There may also be some support for growth from government spending linked to the City Deals.
While output from mining and quarrying, which includes the oil and gas extraction sector, is forecast to fall by a very large 8% this year, the only area in which Scottish growth is thought likely to match or out-perform that of the UK is in manufacturing.
There is growth forecast in that sector, though it is very weak, and in metals and machinery, it is expected to contract by 1% this year.
Said Dougie Adams, senior economic advisor to the EY Scottish Item Club, “In December, we reported an unsustainable, overdependence on the construction sector in Scotland for growth.
“This expansion is now easing, from a staggering 20% in 2014 to 11% in 2015, eroding the sector’s contribution of overall GDP growth.”
Finally, in case all these warning lights went unnoticed, a separate report on business sentiment by accountants BDO out yesterday finds that output and growth expectations last month had dropped to below trend rates.
The survey suggests a drop below long-term trend growth for the first time in three years. The sharpest drop has been in expectations of recruitment growth.
While there is a reasonable prospect of a partial recovery in 2017 and beyond, our growth rate will still be lagging that of the UK overall. Together, these reports highlight the need for urgent priority to be given to measures to boost growth and investment.
Of course it is a relief to see a recovery in the oil price. But it will take a considerable period of price sustainability before confidence returns to Scotland’s deeply beleaguered North Sea sector.

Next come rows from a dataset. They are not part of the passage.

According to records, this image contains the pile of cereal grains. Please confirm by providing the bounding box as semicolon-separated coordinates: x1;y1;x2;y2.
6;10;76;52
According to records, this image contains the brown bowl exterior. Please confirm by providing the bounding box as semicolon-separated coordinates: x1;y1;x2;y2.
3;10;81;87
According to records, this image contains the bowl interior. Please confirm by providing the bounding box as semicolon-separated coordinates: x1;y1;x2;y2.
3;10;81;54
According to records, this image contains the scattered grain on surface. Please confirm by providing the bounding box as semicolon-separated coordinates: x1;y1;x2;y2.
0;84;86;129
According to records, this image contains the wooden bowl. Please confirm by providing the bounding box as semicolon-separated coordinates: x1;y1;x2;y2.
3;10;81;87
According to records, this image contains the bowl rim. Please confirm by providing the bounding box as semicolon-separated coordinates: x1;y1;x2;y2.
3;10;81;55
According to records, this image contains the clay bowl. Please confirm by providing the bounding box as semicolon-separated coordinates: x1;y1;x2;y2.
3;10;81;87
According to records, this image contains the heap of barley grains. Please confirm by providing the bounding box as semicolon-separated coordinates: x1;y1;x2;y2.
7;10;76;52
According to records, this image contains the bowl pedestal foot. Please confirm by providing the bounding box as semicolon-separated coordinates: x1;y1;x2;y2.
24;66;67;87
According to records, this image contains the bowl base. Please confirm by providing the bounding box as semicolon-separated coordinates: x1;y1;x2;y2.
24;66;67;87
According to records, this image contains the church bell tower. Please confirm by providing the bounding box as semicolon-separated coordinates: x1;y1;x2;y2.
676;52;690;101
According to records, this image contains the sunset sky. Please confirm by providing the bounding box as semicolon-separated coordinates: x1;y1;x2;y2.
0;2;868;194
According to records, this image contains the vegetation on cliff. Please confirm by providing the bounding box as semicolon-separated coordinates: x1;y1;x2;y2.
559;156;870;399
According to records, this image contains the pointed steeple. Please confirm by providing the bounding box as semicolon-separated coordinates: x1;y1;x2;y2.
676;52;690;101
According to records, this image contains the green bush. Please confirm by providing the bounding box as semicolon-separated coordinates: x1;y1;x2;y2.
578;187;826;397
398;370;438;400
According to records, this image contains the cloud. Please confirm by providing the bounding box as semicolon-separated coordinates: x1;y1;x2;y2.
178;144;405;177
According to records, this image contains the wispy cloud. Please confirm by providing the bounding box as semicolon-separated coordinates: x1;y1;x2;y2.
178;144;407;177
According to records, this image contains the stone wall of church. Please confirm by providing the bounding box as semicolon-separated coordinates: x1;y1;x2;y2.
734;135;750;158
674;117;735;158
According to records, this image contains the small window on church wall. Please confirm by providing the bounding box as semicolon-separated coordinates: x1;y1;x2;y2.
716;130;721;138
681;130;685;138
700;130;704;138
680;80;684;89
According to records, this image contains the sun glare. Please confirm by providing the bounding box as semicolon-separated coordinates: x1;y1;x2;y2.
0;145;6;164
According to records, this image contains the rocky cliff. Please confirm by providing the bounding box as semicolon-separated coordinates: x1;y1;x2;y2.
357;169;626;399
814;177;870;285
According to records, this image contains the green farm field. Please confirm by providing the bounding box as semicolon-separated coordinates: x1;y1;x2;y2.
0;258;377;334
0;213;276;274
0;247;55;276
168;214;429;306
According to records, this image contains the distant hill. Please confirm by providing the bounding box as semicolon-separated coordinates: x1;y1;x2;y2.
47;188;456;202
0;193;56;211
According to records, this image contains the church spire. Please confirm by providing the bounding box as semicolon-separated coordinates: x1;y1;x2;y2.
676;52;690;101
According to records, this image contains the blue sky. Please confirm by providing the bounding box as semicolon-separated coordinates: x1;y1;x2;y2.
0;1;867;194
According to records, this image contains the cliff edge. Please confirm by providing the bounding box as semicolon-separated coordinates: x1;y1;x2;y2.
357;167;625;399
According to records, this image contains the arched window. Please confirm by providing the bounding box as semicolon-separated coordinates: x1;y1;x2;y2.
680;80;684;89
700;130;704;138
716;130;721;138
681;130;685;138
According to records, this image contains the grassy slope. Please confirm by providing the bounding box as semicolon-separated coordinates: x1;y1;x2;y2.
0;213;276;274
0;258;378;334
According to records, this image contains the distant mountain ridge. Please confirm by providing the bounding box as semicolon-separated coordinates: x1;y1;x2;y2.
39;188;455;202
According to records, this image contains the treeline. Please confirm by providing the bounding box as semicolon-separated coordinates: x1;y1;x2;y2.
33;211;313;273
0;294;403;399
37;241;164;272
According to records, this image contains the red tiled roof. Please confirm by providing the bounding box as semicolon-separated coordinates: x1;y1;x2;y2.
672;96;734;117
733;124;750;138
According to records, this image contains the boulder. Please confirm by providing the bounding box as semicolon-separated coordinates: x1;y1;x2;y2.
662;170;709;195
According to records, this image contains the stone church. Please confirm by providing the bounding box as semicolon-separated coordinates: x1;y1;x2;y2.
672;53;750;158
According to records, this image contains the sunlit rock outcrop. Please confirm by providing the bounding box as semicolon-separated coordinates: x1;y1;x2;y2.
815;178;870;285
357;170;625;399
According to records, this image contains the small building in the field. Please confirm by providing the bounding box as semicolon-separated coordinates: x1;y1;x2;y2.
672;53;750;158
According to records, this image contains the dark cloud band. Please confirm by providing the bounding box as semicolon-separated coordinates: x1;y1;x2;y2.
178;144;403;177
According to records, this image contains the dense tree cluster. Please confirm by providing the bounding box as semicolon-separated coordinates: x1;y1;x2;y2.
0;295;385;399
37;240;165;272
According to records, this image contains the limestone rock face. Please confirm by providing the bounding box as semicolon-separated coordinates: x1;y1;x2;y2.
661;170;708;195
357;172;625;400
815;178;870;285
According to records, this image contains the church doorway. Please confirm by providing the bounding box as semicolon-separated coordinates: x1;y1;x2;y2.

Yesterday brought a reminder that retrenchment continues, with a report from Bank of Scotland/Lloyds Banking Group that more than four in 10 of the UK’s oil and gas firms plan to cut costs further in response to the industry downturn.
In Scotland, 57% of companies surveyed within the industry and its supply chain said they had been severely or quite badly affected by the slump in oil prices, and 41% of firms across the UK. For every one job created last year, they said that six had been lost.
So it’s not enough for Gary Gillespie and the economy minister Keith Brown to take cover and mumble in the undergrowth with talk of “underlying resilience” – this would be steadily eroded if the impression gains that Scotland is a slow-growth area, more concerned with income distribution than boosting growth.
And it’s the sort of platitudinous talk that leaves Holyrood in a bubble of denial about the importance of growth – an issue, as Scot Buzz has continually highlighted, that was almost completely ignored in the May election campaign.
We don’t invent it, Mr Brown. We only report it.